Zacarias disse: "Pela vida do Senhor! Não sei o que foi feito da mãe e de seu filho." E os enviados foram relatar a Herodes as palavras de Zacarias. Mas o tirano ímpio, cheio de toda espécie de iniquidade, enviou de novo seus oficiais e disse: "Esta é a terceira vez que te envio minhas ordens. Não me escutaste e não tiveste medo de minhas ameaças. Não sabes que teu sangue está sob minha mão e que ninguém te salvará, nem mesmo aquele em quem esperas?"
Quando foram relatar essas palavras a Zacarias, Zacarias lhes disse: "Sei que quereis meu sangue e que estais decididos a derramá-lo sem razão. Mas ainda que façais perecer meu corpo com uma morte cruel, o Senhor, que me fez e que me criou, acolherá minha alma." E foram relatar a Herodes o que Zacarias havia dito. Mas esse ímpio, na maldade crescente de seu coração, não lhe deu resposta alguma. E naquela mesma noite o tirano ímpio enviou soldados, que se introduziram furtivamente no templo e mataram Zacarias junto ao altar, no tabernáculo da aliança. E ninguém, nem dos sacerdotes nem do povo, soube de nada.
Mas à hora da oração ritual, permaneceram à espera, procurando vê-lo, e não o encontraram. Depois, quando surgiu a aurora, no momento de cumprir a oração, os sacerdotes e o povo se reuniram para ir saudar-se mutuamente e diziam entre si: "Que aconteceu ao sumo sacerdote Zacarias? Onde estaria ele?" Espantavam-se com sua demora e diziam: "Ele cumpre primeiro sua oração privada; ou então teve alguma visão no templo."

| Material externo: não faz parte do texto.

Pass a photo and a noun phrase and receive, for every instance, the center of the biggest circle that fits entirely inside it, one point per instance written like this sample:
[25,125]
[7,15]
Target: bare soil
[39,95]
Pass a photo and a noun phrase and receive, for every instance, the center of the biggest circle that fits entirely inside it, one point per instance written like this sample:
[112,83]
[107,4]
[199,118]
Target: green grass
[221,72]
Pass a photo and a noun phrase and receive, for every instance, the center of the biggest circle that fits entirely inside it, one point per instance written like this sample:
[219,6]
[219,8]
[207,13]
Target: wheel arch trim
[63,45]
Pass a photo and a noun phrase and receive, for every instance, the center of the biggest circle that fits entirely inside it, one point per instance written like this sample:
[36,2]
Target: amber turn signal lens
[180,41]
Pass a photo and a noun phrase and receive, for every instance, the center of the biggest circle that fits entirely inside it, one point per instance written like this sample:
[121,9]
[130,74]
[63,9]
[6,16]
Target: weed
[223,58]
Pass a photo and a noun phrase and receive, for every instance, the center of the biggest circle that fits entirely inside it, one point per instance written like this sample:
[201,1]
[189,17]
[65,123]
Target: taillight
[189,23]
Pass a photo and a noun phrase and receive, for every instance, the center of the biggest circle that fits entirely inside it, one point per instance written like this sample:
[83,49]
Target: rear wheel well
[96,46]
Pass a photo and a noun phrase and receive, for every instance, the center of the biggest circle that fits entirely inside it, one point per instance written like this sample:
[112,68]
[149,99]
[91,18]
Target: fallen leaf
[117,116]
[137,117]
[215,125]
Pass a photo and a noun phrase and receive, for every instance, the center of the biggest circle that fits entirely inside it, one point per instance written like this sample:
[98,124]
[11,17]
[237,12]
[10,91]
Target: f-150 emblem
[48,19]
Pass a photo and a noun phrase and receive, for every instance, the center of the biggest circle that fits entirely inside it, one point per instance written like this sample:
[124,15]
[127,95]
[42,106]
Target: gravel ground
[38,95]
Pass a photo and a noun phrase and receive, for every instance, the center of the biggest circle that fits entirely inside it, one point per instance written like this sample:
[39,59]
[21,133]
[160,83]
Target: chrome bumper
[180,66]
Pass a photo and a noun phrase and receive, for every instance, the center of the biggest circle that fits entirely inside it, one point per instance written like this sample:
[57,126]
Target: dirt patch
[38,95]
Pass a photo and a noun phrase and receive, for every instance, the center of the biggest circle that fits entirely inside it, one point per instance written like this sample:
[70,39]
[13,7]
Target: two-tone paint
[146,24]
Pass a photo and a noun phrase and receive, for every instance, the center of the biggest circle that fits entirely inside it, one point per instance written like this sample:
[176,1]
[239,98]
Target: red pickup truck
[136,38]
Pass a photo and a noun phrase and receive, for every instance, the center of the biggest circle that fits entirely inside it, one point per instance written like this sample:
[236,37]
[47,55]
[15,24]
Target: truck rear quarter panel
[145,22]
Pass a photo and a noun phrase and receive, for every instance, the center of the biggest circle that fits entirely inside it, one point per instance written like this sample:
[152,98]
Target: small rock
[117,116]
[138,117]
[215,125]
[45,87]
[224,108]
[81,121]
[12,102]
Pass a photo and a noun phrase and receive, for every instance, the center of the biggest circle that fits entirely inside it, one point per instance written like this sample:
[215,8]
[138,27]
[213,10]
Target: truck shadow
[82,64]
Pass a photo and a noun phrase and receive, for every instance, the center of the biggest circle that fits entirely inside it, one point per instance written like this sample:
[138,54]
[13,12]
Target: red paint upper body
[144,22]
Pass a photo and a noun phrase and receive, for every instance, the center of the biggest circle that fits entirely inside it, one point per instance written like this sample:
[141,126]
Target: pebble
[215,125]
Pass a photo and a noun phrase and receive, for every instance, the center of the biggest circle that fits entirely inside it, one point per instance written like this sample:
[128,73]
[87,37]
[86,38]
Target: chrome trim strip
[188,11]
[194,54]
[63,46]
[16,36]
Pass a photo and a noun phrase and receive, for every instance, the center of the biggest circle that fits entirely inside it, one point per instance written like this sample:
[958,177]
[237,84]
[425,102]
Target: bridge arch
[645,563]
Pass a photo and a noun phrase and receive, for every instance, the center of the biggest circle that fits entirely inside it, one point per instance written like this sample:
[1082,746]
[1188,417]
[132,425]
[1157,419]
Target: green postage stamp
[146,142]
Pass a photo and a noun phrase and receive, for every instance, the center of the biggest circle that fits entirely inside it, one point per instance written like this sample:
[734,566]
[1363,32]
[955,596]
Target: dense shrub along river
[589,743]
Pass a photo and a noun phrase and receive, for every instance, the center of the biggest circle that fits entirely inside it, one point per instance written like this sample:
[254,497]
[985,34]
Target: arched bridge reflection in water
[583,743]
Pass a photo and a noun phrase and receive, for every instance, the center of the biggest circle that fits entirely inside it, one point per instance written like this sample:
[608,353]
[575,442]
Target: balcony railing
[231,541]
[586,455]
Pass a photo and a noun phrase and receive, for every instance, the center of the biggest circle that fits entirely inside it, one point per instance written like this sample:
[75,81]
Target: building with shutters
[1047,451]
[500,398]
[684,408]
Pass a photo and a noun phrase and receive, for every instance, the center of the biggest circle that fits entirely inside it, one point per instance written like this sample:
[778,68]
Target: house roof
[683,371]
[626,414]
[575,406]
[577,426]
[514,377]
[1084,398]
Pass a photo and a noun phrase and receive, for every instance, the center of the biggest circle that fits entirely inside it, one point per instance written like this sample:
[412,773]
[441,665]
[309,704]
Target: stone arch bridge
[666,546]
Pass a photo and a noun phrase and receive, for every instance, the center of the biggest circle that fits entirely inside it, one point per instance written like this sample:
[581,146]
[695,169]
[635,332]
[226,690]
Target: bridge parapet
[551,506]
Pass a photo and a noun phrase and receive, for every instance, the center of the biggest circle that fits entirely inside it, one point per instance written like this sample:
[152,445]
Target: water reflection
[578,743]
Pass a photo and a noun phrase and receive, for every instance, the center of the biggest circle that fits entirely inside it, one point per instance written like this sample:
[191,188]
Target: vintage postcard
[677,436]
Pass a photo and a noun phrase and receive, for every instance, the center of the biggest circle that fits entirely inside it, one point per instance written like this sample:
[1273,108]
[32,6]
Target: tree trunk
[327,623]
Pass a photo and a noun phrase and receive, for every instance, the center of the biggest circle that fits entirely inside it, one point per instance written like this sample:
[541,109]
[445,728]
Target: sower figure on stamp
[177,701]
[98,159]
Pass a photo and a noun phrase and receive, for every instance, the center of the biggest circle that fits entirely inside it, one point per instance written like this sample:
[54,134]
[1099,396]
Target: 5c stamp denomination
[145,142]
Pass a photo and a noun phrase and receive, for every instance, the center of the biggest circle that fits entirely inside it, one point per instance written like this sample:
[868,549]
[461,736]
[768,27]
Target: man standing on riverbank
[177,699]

Mas um dos sacerdotes, que se chamava Filipe, entrou audaciosamente no Santo dos Santos e percebeu o sangue coagulado junto ao altar de Deus. E eis que uma voz articulada saiu do tabernáculo; ela dizia: "O sangue inocente foi derramado em vão; e ele não será apagado de cima dos filhos da casa de Israel, até a completa vingança." Quando os sacerdotes e toda a multidão do povo ouviram isso, rasgaram suas vestes e, derramando cinza sobre suas cabeças, disseram: "Ai de nós! Ai de nossos pais! Estamos todos condenados a este desastre e a esta ignomínia."
E os sacerdotes, penetrando no tabernáculo, viram o sangue de Zacarias coagulado, como uma pedra, junto ao altar de Deus; mas não viram seu corpo. E, tomados de estupor, disseram uns aos outros que sua perdição estava consumada. E diziam: "Que foi feito de seu corpo, que não se viu em parte alguma?" Vaguearam por toda parte à sua procura e não o encontraram. E cada um suspeitava consigo mesmo que alguém havia furtivamente levado seu corpo e fora escondê-lo em algum lugar. Em seguida, tomando grande luto em sua honra, os filhos de Israel o choraram durante trinta dias. Fizeram buscas em muitos lugares e não encontraram seu corpo. Assim ocorreu o assassinato de Zacarias.